Regenwasserqualität und Einsatzbereiche

Die bisher bekannten Untersuchungen von Regenwasser haben ergeben, dass die Qualität des Regenwassers im Anwendungsbereich mit der des evtl. verschmutzten Dachablaufwassers nur wenig zu tun haben muss.

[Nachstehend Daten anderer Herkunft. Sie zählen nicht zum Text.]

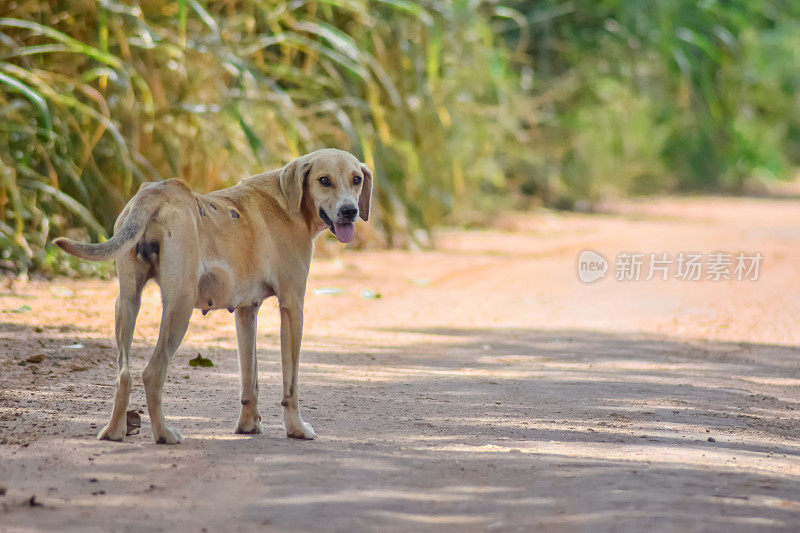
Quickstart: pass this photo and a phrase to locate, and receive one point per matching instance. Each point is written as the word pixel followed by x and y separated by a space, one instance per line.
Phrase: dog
pixel 228 249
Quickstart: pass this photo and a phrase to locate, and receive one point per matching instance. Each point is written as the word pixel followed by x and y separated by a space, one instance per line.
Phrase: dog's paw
pixel 303 430
pixel 249 428
pixel 168 436
pixel 112 433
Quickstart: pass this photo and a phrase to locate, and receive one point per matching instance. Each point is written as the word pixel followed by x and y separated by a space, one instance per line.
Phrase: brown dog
pixel 228 249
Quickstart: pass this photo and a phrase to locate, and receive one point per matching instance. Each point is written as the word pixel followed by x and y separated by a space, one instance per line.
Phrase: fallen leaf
pixel 74 346
pixel 200 361
pixel 369 295
pixel 134 422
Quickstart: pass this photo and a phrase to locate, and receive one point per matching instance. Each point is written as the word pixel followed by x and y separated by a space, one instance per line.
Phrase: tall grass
pixel 100 96
pixel 453 104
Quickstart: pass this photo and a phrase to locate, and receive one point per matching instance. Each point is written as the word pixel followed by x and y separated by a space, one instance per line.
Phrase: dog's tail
pixel 123 240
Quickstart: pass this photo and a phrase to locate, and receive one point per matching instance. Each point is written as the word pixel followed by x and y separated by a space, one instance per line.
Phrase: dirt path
pixel 487 389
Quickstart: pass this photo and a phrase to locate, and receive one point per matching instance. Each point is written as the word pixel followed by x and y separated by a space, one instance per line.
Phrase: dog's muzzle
pixel 344 230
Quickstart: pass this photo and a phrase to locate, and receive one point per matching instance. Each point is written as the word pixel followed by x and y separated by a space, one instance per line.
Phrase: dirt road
pixel 486 389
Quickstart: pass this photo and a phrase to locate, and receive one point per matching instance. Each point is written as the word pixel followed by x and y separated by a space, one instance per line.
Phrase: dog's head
pixel 336 187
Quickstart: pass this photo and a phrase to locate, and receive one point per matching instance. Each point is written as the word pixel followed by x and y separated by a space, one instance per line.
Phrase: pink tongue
pixel 344 232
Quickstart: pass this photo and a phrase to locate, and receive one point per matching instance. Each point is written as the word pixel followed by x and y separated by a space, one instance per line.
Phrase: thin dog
pixel 228 249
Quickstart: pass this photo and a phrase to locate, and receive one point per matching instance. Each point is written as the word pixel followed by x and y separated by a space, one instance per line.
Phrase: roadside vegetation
pixel 459 107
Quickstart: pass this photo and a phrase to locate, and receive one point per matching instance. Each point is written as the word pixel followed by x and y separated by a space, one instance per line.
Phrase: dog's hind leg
pixel 177 277
pixel 132 278
pixel 291 334
pixel 249 418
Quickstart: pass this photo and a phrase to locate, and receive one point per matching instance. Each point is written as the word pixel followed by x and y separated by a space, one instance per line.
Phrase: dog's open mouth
pixel 344 231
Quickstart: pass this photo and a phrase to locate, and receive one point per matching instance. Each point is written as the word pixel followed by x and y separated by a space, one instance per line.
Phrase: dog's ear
pixel 366 193
pixel 293 175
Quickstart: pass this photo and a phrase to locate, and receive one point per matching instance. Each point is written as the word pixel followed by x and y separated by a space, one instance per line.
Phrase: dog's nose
pixel 348 213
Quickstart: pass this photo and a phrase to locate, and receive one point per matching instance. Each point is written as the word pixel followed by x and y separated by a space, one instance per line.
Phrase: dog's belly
pixel 217 290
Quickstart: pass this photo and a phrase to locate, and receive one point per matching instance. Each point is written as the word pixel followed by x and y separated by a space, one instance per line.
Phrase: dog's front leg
pixel 291 333
pixel 249 418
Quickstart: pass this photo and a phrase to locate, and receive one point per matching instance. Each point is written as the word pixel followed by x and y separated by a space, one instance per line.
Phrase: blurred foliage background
pixel 460 107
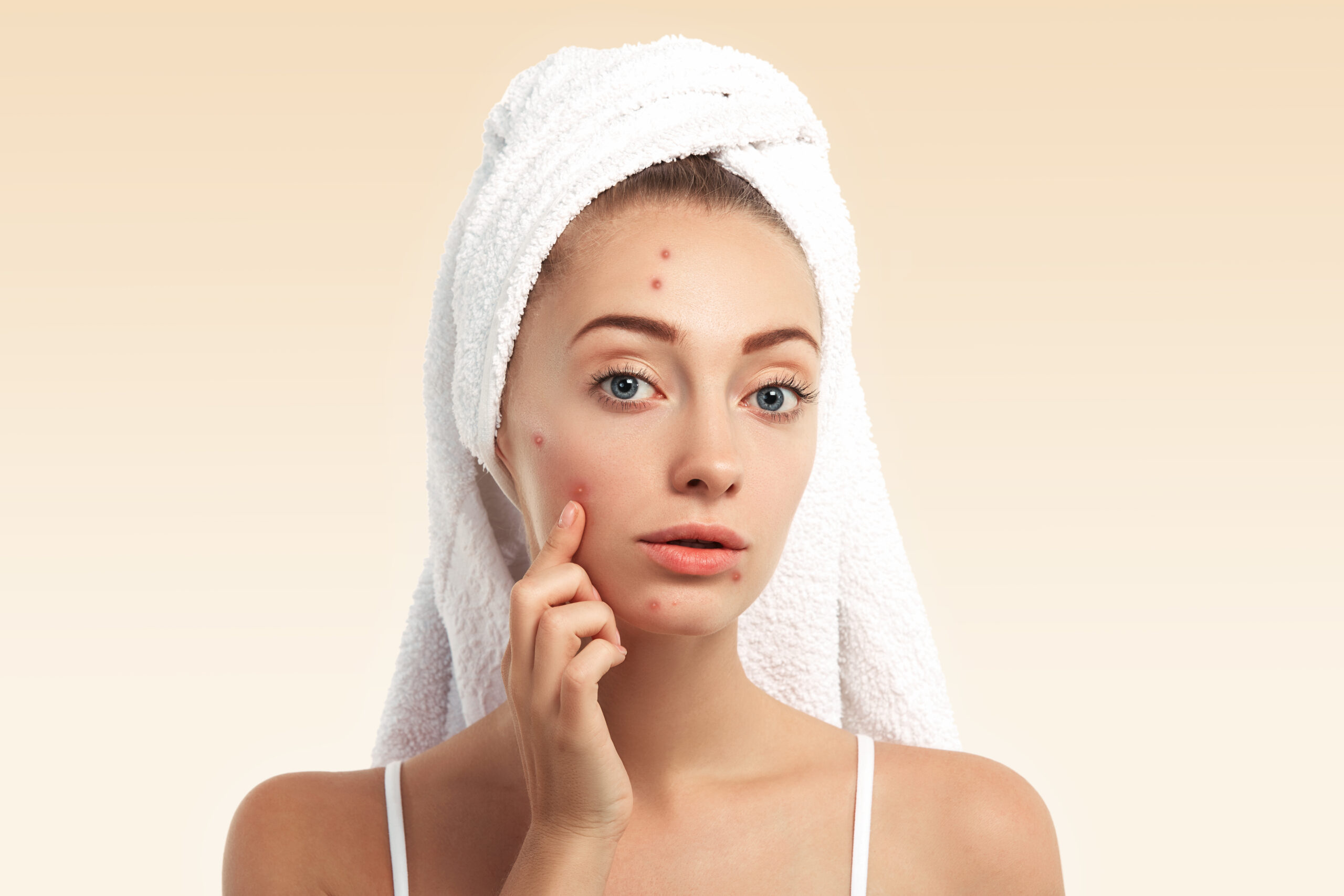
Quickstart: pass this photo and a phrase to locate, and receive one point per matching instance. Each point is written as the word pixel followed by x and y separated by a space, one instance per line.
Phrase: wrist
pixel 558 860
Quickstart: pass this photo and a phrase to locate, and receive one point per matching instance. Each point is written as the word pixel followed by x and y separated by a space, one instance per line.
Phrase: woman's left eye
pixel 627 388
pixel 777 399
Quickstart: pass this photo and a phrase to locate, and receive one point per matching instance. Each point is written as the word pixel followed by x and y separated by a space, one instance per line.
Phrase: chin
pixel 660 608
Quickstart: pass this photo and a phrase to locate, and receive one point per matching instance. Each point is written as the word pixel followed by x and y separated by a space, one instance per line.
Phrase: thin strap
pixel 862 820
pixel 395 827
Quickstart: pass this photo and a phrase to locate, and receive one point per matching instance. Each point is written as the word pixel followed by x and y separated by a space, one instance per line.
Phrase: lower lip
pixel 679 558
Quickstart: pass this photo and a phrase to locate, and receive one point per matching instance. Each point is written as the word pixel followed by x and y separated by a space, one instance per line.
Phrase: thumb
pixel 563 539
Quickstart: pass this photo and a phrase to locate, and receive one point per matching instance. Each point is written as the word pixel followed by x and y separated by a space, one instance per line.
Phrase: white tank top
pixel 862 823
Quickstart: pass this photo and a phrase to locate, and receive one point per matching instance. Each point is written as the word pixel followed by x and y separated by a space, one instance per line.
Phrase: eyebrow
pixel 649 327
pixel 776 336
pixel 664 332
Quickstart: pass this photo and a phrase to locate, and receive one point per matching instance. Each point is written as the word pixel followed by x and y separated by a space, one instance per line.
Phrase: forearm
pixel 558 864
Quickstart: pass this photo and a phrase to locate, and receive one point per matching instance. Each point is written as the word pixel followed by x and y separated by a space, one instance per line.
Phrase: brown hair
pixel 695 181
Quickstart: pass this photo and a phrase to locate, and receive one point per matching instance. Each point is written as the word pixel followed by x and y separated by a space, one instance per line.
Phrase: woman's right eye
pixel 627 388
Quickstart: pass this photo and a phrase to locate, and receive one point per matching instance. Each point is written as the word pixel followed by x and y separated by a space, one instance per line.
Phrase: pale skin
pixel 647 762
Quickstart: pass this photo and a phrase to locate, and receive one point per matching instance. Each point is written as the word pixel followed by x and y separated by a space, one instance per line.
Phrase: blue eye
pixel 627 387
pixel 777 399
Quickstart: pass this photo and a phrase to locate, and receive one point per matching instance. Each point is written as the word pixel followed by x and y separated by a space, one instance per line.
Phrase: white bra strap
pixel 395 827
pixel 862 820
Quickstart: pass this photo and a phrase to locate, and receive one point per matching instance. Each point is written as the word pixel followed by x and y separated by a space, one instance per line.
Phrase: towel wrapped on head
pixel 839 632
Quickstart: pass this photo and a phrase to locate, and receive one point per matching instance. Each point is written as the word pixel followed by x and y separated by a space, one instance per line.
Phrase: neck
pixel 682 707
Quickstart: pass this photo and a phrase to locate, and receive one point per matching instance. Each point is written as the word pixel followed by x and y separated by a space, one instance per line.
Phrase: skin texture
pixel 634 755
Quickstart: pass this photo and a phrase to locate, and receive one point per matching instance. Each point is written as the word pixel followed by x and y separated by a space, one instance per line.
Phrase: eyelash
pixel 805 394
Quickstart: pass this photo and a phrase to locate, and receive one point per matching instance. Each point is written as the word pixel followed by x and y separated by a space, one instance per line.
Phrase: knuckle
pixel 551 625
pixel 574 679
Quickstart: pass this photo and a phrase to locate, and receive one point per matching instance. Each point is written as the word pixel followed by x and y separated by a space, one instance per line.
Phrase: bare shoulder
pixel 311 833
pixel 947 821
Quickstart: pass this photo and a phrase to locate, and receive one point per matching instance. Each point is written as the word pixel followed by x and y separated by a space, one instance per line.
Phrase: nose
pixel 706 461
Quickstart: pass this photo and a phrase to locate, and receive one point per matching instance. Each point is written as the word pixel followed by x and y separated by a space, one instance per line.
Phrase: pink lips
pixel 717 551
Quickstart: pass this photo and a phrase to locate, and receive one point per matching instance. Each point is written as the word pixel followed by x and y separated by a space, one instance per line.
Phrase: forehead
pixel 714 276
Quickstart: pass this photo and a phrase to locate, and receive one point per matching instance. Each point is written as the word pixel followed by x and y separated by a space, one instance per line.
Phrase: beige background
pixel 1100 330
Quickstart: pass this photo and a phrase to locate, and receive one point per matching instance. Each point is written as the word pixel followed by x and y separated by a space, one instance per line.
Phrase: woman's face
pixel 664 381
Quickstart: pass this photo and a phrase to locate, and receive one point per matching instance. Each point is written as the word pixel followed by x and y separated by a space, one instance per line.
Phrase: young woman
pixel 658 429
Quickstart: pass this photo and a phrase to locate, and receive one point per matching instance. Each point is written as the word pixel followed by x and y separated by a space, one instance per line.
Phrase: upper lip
pixel 698 532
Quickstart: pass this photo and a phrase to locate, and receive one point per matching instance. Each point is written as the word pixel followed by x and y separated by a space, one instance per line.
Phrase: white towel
pixel 841 630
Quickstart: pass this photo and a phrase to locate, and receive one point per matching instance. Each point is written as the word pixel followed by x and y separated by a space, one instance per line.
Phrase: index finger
pixel 563 539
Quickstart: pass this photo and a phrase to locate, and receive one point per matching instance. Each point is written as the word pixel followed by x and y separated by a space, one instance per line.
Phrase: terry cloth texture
pixel 841 630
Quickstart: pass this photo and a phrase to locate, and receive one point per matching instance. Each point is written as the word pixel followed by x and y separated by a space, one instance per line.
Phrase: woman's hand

Im Gegenteil: Das z. B. einer Waschmaschine zugeführte Wasser kann bei einer entsprechend qualifiziert ausgeführten Anlage dauerhaft die europäischen Grenzwerte für Badegewässer einhalten. Das Wasser ist dann klar, geruch- und farblos und frei von Feststoffen; der Waschmaschinenbetrieb mit Regenwasser ist zu empfehlen.

Voraussetzug dafür ist die Einhaltung eines bestimmten technischen Mindeststandards; werden dagegen Fehler bei der Planung, Bauteileauswahl oder Ausführung gemacht, kommt es u. U. zu einer drastischen Qualitätsverschlechterung, die sich recht schnell durch Geruchsentwicklung bemerkbar macht. Wie bei anderen Gebäudetechniken auch (z. B. Heizung) ist eine solide Technik für einen störungsfreien und wartungs- (und damit kosten-) armen Anlagenbetrieb unabdingbar.

Der Einsatz von Regenwasser über Nutzungsanlagen kommt in Wohngebäuden nur für folgende Bereiche in Betracht: WC-Spülung, Waschmaschine, Putzen und Reinigen, Garten- und sonstige Bewässerungen. Für eine reine Gartenbewässerung sollte aus wirtschaftlichen Gründe keine komplette Regenwasseranlage gebaut werden; einige Regentonnen für die Sommermonate reichen vollkommen aus.